Re: Rationale wanted for Unicode identifier rules

From: Kenneth Whistler (kenw@sybase.com)
Date: Wed Mar 01 2000 - 14:47:22 EST


John Cowan asked:

> (Still waiting for my bookstore to get 3.0 book.)
>
> Section 5.14 of 2.0 says:
>
> # The formal syntax provided here is intended to capture the general
> # intent that an identifier consists of a string of characters that starts
> # with a letter or an ideograph, and then follows with any number of letters,
> # ideographs, digits, or underscores.
>
> Can anyone give me a rationale for rejecting the following argument:
>
> > There are some [syntax] characters we know we need to prohibit [in
> > identifiers, such as +, -, etc.], as well as a couple of ranges of
> > control characters, but other than that I'm not sure why it's worth
> > bothering.

First of all, identifier syntax has traditionally been implicitly based
on character properties, although seldom implemented that way. For
ASCII-based languages, that was relatively simple. You had a-zA-Z in
one class, 0..9 in another class, and then everything else was "punctuation",
most of which was drafted into the formal syntax for representation of
operators and delimiters.

When identifier syntaxes were extended for Asian character sets -- notably
Japanese -- kana and ideographs were treated as "letters" -- essentially an
extension of the letter property.
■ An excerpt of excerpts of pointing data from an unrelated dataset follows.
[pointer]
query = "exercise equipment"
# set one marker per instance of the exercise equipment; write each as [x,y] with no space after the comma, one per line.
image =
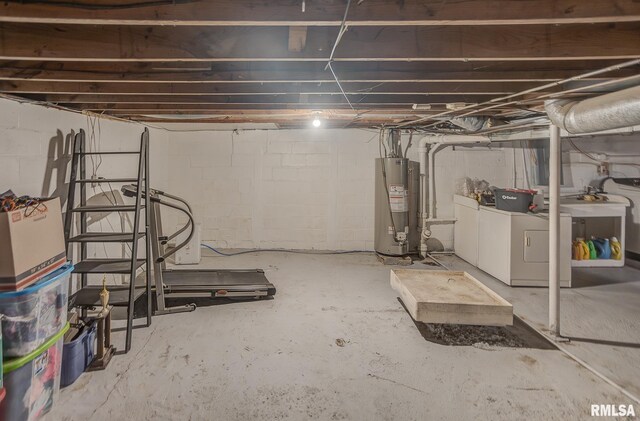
[192,283]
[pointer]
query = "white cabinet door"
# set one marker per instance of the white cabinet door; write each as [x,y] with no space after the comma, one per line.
[536,246]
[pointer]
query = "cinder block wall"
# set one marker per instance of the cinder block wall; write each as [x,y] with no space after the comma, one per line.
[35,144]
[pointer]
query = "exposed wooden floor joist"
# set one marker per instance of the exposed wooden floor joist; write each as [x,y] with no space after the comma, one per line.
[193,44]
[233,72]
[322,12]
[205,58]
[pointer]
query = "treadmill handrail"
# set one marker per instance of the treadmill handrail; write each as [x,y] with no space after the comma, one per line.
[190,224]
[154,195]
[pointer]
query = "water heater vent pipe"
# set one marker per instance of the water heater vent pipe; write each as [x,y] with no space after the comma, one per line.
[427,147]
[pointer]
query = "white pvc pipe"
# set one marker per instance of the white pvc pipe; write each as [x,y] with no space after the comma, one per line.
[432,180]
[555,152]
[423,150]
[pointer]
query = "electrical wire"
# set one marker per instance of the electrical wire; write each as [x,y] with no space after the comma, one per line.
[572,143]
[284,251]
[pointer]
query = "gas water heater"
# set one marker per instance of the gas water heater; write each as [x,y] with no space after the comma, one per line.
[396,201]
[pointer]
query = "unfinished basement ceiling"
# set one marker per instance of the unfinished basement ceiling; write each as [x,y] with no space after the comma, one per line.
[258,62]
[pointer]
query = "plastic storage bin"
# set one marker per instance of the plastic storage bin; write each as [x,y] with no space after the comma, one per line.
[36,313]
[32,382]
[77,354]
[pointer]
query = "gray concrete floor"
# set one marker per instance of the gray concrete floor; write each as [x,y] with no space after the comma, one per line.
[278,359]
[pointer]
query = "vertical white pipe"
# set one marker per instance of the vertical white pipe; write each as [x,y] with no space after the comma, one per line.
[554,229]
[432,180]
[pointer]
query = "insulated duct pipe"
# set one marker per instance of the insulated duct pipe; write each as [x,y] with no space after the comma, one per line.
[427,147]
[610,111]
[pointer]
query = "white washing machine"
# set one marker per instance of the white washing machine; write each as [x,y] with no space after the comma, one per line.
[629,188]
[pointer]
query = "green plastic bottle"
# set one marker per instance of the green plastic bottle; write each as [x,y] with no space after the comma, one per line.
[616,249]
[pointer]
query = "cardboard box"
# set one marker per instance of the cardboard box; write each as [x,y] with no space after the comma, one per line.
[31,244]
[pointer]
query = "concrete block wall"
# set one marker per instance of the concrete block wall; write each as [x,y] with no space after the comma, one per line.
[35,148]
[301,189]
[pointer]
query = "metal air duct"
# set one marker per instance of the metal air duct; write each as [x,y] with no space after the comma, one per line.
[610,111]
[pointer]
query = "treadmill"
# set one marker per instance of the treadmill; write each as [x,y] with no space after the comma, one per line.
[240,284]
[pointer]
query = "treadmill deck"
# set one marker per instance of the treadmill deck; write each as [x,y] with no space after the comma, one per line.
[243,280]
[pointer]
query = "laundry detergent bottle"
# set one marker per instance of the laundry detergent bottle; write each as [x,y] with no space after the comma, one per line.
[592,250]
[576,251]
[603,250]
[583,249]
[616,249]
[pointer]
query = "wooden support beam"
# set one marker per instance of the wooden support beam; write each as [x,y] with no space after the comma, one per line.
[321,12]
[237,109]
[360,101]
[213,44]
[352,88]
[206,73]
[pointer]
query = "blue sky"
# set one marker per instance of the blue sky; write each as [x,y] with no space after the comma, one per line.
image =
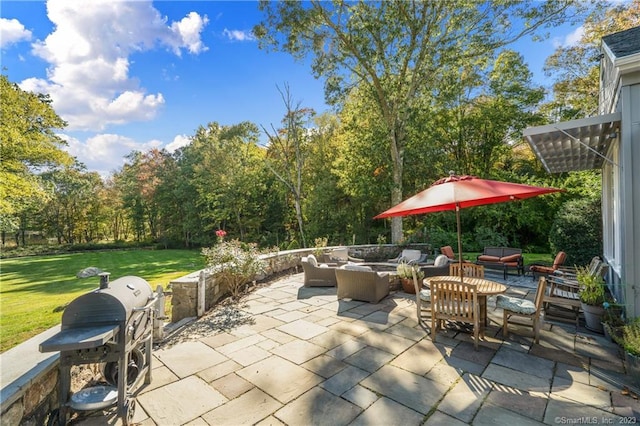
[141,74]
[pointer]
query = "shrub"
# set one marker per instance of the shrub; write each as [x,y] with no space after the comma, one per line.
[631,337]
[577,230]
[235,264]
[319,245]
[488,237]
[405,270]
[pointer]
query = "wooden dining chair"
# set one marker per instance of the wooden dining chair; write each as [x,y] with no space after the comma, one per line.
[468,270]
[455,301]
[518,307]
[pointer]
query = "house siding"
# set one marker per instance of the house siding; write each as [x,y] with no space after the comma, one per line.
[630,188]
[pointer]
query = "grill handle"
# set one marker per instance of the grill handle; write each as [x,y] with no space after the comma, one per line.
[150,304]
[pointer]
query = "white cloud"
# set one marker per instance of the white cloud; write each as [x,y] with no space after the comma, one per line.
[189,29]
[12,31]
[238,35]
[571,39]
[88,78]
[106,152]
[178,142]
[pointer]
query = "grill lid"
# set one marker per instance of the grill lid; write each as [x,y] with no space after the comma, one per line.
[79,338]
[113,304]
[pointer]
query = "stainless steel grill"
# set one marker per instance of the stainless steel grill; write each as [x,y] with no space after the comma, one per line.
[113,326]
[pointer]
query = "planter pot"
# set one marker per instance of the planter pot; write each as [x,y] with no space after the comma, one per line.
[613,334]
[407,285]
[593,317]
[633,367]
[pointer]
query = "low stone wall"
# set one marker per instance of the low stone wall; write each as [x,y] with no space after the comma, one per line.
[184,299]
[29,379]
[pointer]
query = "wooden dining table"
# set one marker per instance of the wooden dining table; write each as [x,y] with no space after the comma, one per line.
[485,288]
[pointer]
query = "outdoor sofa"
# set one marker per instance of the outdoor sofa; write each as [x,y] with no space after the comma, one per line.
[502,258]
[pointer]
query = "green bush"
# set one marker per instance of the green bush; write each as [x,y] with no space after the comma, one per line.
[631,337]
[235,264]
[488,237]
[577,230]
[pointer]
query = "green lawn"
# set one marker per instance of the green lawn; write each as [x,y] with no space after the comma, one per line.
[34,290]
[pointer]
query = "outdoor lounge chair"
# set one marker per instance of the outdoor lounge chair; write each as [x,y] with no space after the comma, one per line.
[455,301]
[562,297]
[545,270]
[515,307]
[361,283]
[317,275]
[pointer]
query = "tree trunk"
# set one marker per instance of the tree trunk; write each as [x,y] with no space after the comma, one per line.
[397,156]
[300,222]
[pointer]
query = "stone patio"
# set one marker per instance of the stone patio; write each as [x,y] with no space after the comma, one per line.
[297,356]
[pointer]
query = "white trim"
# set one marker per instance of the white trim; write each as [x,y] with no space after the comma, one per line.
[568,125]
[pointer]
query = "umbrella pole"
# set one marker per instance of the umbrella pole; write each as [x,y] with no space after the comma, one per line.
[459,240]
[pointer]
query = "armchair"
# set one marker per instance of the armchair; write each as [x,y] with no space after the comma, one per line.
[361,283]
[517,307]
[317,275]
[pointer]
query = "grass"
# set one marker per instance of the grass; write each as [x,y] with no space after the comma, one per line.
[35,290]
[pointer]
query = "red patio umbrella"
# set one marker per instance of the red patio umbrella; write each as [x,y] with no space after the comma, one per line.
[458,192]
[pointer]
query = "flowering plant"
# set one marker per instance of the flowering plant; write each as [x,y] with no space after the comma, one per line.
[235,264]
[613,314]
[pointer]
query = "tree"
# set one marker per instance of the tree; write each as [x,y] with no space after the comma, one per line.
[397,49]
[28,143]
[73,211]
[286,153]
[227,173]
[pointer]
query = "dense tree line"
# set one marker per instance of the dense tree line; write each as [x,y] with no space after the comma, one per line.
[315,175]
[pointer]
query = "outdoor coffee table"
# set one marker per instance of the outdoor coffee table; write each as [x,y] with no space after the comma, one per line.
[485,288]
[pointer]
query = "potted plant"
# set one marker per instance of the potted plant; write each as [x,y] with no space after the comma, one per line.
[631,345]
[612,321]
[591,297]
[405,273]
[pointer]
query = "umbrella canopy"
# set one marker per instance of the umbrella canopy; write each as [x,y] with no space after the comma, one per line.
[458,192]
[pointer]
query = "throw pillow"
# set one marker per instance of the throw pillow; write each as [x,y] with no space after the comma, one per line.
[441,260]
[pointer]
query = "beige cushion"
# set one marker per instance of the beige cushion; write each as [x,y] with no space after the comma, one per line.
[441,260]
[487,258]
[512,258]
[410,255]
[354,267]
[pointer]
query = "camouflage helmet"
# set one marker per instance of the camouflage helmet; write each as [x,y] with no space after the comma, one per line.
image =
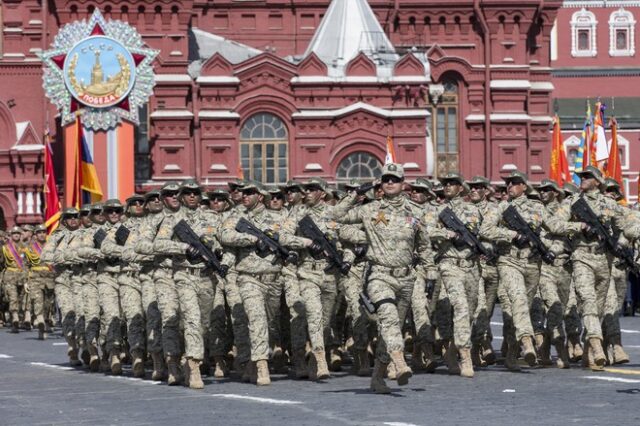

Some formal language standards, such
as the SQL standard, specifically made this a part of their normative identifier
syntax: identifiers were to consist of sequences of letters, *syllables*,
or *ideographs* (and non-initial digits).

We now have fairly stable lists of character properties for all of
Unicode, and the question of identifier extension for the universal
character set essentially boils down to a couple options:

  A. Pursue the direction implied by the Asian extensions; i.e. allow
     identifiers to be "wordlike" entities, but disallow miscellaneous
     symbols in them.

  B. Restrict just a small number of "syntax" characters from occurrence
     in identifiers, but allow anything else.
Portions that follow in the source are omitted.